The technique, called autologous keratinocyte transplantation, may help to overcome the drawbacks of existing options for skin coverage of large burns, according to the article by Dr Jiad Noel Mcheik of CHU de Poitiers, France, and colleagues.
Alternatives for skin coverage of large burn wounds
Providing skin coverage for large burn wounds is a “tricky clinical problem” in plastic and reconstructive surgery, the authors write. In addition to physiologic abnormalities caused by major burns, there is often simply not enough normal skin available for grafting.

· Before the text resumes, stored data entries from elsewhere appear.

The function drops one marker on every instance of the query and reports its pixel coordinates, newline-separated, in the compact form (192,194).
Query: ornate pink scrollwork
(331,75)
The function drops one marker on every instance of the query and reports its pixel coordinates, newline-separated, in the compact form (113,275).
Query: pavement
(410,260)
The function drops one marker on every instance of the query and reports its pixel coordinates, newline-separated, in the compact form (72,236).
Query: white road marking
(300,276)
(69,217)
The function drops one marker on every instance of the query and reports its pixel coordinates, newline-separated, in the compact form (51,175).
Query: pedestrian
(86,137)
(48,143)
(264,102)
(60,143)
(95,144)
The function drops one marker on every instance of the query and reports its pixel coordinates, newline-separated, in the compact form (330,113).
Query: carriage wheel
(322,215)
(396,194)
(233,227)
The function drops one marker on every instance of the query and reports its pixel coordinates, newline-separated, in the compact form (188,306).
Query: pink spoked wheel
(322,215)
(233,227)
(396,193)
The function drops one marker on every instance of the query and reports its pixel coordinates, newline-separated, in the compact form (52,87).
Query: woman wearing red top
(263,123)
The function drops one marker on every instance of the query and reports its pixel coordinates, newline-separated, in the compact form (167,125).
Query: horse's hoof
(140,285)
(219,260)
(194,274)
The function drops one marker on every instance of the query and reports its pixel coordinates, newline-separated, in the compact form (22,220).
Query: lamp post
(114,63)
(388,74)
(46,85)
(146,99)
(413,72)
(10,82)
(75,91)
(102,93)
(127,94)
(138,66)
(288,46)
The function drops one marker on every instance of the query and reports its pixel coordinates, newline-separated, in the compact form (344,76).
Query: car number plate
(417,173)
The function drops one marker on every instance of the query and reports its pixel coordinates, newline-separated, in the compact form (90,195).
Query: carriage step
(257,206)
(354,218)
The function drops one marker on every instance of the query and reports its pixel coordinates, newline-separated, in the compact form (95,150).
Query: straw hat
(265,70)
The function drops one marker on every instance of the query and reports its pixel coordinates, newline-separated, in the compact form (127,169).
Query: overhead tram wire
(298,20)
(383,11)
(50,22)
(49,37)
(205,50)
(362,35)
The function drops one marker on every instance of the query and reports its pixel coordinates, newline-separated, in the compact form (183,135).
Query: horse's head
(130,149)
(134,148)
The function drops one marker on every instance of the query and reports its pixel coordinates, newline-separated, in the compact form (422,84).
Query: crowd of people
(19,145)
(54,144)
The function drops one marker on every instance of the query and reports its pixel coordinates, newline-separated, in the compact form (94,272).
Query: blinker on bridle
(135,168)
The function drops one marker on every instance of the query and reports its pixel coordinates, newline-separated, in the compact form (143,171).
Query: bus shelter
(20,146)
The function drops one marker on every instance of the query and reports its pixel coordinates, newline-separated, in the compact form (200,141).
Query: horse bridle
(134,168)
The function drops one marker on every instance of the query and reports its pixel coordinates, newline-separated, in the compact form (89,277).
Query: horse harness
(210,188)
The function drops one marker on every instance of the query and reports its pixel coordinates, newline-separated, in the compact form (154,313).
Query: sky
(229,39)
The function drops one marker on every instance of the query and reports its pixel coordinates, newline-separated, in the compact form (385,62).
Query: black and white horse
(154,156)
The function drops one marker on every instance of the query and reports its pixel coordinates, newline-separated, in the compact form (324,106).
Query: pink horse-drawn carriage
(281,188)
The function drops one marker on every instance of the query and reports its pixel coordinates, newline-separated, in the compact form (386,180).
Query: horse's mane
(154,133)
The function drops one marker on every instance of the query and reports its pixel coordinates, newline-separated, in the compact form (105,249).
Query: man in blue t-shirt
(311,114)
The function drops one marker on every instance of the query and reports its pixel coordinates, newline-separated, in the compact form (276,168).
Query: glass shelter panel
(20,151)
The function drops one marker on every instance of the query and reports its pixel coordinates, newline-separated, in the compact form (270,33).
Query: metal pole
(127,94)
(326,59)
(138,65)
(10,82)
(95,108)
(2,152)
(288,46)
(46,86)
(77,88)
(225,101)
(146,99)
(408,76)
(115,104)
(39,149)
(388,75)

Split-thickness skin grafting remains the standard technique, with a success rate of nearly 95 percent. There is also a high rate of complications at the skin graft donor site, including pain and scarring.

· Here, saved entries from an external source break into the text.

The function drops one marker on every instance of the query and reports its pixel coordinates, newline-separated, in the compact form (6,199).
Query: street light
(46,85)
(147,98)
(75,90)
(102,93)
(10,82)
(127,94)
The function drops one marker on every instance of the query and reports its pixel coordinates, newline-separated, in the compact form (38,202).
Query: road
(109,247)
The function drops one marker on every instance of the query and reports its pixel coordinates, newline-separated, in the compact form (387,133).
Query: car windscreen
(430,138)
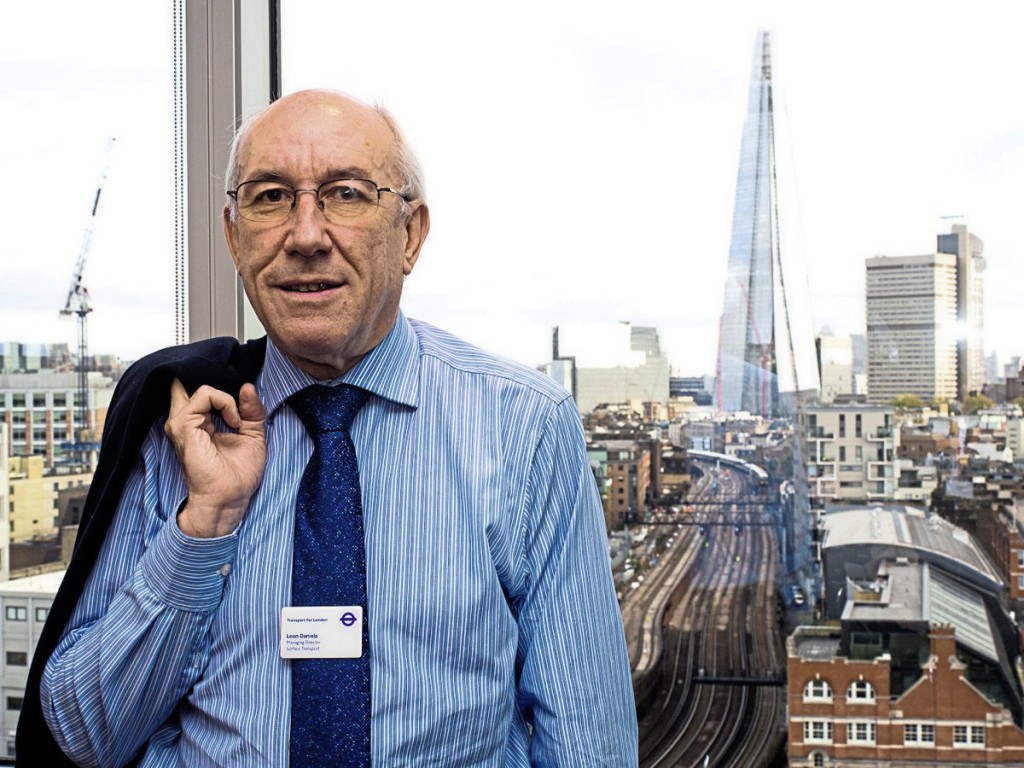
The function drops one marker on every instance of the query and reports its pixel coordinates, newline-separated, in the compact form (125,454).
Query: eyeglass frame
(233,194)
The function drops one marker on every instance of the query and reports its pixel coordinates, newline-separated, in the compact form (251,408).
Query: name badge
(322,632)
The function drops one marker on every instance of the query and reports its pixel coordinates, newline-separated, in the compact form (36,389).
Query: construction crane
(78,304)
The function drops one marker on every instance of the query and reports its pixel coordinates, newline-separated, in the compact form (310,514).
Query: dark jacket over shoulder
(141,397)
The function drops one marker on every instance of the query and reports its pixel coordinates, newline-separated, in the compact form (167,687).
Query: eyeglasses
(340,200)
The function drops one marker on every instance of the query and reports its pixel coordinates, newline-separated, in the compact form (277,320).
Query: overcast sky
(581,157)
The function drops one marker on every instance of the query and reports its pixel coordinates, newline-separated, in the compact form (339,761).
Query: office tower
(911,327)
(835,365)
(970,310)
(756,341)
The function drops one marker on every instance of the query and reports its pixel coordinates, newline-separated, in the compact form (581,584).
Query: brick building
(844,712)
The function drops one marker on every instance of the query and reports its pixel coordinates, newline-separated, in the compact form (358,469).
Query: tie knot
(324,409)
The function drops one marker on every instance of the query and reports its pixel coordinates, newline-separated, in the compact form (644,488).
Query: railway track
(709,640)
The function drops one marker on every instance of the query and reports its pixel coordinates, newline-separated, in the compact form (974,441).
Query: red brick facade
(942,719)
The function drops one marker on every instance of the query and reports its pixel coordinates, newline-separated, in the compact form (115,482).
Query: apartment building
(24,604)
(850,453)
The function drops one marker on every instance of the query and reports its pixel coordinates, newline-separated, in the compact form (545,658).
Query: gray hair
(412,184)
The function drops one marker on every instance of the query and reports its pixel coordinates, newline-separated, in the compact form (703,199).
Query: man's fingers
(203,401)
(179,397)
(251,410)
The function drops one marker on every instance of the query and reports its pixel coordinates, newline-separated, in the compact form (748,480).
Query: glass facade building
(755,337)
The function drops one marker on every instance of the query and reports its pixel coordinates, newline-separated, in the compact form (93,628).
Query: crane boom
(78,303)
(78,296)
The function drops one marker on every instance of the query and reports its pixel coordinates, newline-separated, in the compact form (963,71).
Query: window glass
(117,86)
(16,613)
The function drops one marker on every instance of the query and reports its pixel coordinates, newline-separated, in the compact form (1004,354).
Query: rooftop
(43,584)
(898,525)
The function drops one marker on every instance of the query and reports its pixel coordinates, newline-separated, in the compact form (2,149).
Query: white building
(850,453)
(4,506)
(911,327)
(970,307)
(609,363)
(24,604)
(43,413)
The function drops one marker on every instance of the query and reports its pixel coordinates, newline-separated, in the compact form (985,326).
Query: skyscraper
(911,327)
(755,335)
(970,311)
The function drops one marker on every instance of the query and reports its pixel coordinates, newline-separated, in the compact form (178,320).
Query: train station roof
(895,530)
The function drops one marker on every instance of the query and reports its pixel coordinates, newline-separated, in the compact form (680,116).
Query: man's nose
(308,231)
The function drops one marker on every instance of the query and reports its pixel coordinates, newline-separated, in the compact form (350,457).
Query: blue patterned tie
(330,696)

For patients with large burns who don’t have adequate tissue for skin grafting, alternative techniques are available. These include a “mesh” technique to extend the size of the available graft and microskin grafting using tiny ‘diced’ pieces of skin graft can be used for patients with major burns.
Another option is the use of cultured epithelial autograft (CEA)—sheets of the patient’s own epithelial cells, grown in the laboratory. But while CEA is potentially lifesaving in severely burned patients, it has important limitations—including long culture time and the need for special laboratory techniques.

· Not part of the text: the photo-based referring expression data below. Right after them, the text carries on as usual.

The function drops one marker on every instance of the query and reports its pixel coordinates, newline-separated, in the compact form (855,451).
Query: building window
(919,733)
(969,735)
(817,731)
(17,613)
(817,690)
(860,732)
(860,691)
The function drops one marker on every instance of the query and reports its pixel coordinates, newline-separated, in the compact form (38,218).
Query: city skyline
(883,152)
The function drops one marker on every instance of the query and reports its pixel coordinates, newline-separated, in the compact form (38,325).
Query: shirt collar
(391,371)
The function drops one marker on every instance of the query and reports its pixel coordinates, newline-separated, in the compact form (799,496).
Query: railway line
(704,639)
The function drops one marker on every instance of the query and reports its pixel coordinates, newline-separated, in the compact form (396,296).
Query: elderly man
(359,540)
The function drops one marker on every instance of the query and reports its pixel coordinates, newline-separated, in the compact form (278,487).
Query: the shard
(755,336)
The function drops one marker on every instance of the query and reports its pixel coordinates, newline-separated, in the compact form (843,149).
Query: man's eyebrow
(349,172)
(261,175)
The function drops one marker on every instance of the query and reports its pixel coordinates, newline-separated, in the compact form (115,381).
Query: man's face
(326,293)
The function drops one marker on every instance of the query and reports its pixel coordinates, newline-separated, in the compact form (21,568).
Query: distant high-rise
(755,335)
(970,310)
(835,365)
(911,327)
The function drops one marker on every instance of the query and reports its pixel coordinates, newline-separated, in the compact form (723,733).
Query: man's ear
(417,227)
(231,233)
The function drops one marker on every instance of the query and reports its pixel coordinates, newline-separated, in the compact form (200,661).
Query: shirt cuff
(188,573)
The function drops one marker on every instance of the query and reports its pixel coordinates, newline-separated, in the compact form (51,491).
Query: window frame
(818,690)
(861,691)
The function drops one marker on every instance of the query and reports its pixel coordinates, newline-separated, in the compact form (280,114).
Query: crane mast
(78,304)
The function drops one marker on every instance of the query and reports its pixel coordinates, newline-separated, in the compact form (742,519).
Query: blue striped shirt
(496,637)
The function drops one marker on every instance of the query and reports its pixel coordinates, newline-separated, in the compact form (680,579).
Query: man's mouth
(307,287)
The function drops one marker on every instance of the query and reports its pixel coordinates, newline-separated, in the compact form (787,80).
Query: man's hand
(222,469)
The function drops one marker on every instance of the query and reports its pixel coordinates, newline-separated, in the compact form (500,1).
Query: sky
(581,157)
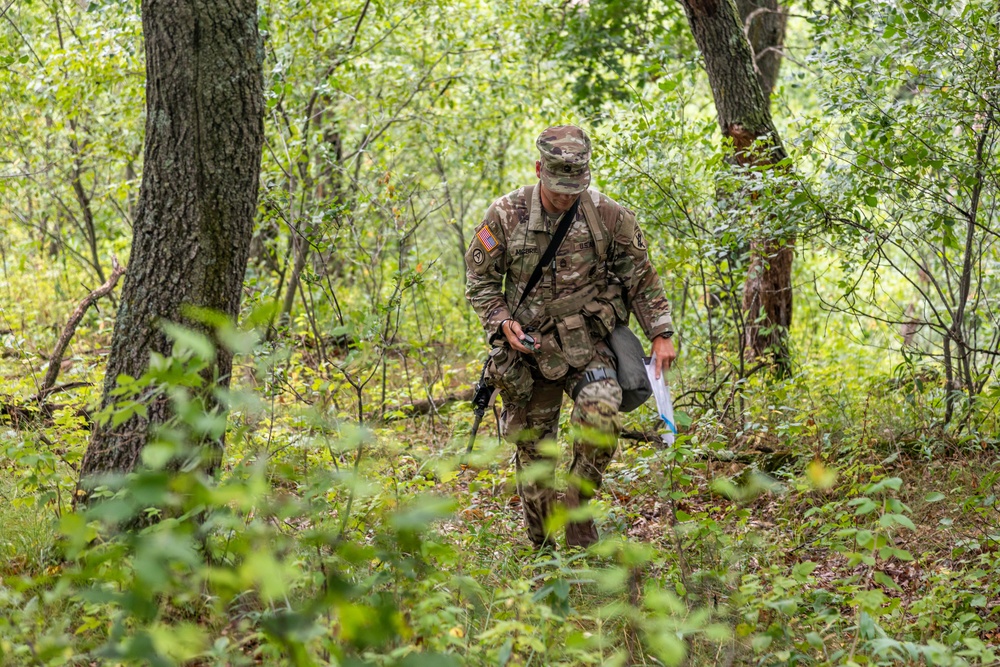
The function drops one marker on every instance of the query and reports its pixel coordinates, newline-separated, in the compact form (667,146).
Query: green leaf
(886,580)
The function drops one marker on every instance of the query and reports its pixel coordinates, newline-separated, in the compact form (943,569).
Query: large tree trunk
(764,23)
(745,118)
(194,220)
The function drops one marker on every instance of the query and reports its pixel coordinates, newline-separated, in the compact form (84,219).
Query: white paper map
(661,392)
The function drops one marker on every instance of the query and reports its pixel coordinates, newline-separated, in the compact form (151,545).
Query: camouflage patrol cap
(565,157)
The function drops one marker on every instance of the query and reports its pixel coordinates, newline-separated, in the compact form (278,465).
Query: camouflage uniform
(601,266)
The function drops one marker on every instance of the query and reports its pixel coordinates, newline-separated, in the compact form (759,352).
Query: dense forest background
(832,497)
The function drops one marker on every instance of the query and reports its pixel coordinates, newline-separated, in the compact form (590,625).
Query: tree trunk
(197,201)
(745,118)
(764,24)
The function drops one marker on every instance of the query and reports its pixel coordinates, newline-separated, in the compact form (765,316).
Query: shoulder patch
(486,238)
(638,240)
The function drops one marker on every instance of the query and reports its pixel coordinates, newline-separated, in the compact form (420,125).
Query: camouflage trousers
(596,425)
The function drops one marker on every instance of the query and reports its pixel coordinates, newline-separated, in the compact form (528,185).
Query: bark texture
(745,117)
(194,219)
(764,24)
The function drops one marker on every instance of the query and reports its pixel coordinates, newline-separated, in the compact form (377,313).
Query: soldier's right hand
(515,337)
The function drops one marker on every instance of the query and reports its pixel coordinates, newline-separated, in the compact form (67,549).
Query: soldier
(600,272)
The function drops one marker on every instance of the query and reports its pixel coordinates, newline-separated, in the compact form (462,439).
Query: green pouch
(602,318)
(549,358)
(507,372)
(577,346)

Keratinocyte grafting—A new alternative?
Against this backdrop, Dr Mcheik and colleagues believe that transplantation of keratinocytes—the most common type of cell in the outermost skin layer—is a ‘turning point in skin grafting.’ In this technique, keratinocytes are isolated then transplanted in a ‘pre-confluent’ state—before they form a sheet of skin, as in CEA.
By avoiding the need for skin cell culture, this technique allows the burned area to be covered within a few days, compared to the several weeks required for CEA. Keratinocyte transplantation also has other advantages related to the fact that the transplanted cells proliferate and develop in the wound site. Dr Mcheik and coauthors note recent experiments showing encouraging results with keratinocyte transplantation using both allografts (donated cells) and autografts (patient’s own cells). In a preliminary study of boys with burn injuries, they achieved excellent results using keratinocytes isolated from the boys’ own foreskins. That study highlights the importance of ‘choosing an optimal donor site containing cells with high proliferative capacity,’ according to the authors.
Dr Mcheik and colleagues note that some important questions remain to be answered about autologous transplantation—including the optimal source, cell type, and transplantation technique; and the final outcomes, including new skin generation and scarring. They conclude: ‘Successful clinical results and the easy management of the keratinocyte isolation procedure in the operating room allowed us to design the non-cultured autologous keratinocyte transplantation as a standard procedure, which can be added to the arsenal of therapies for burned patients in surgical units everywhere.’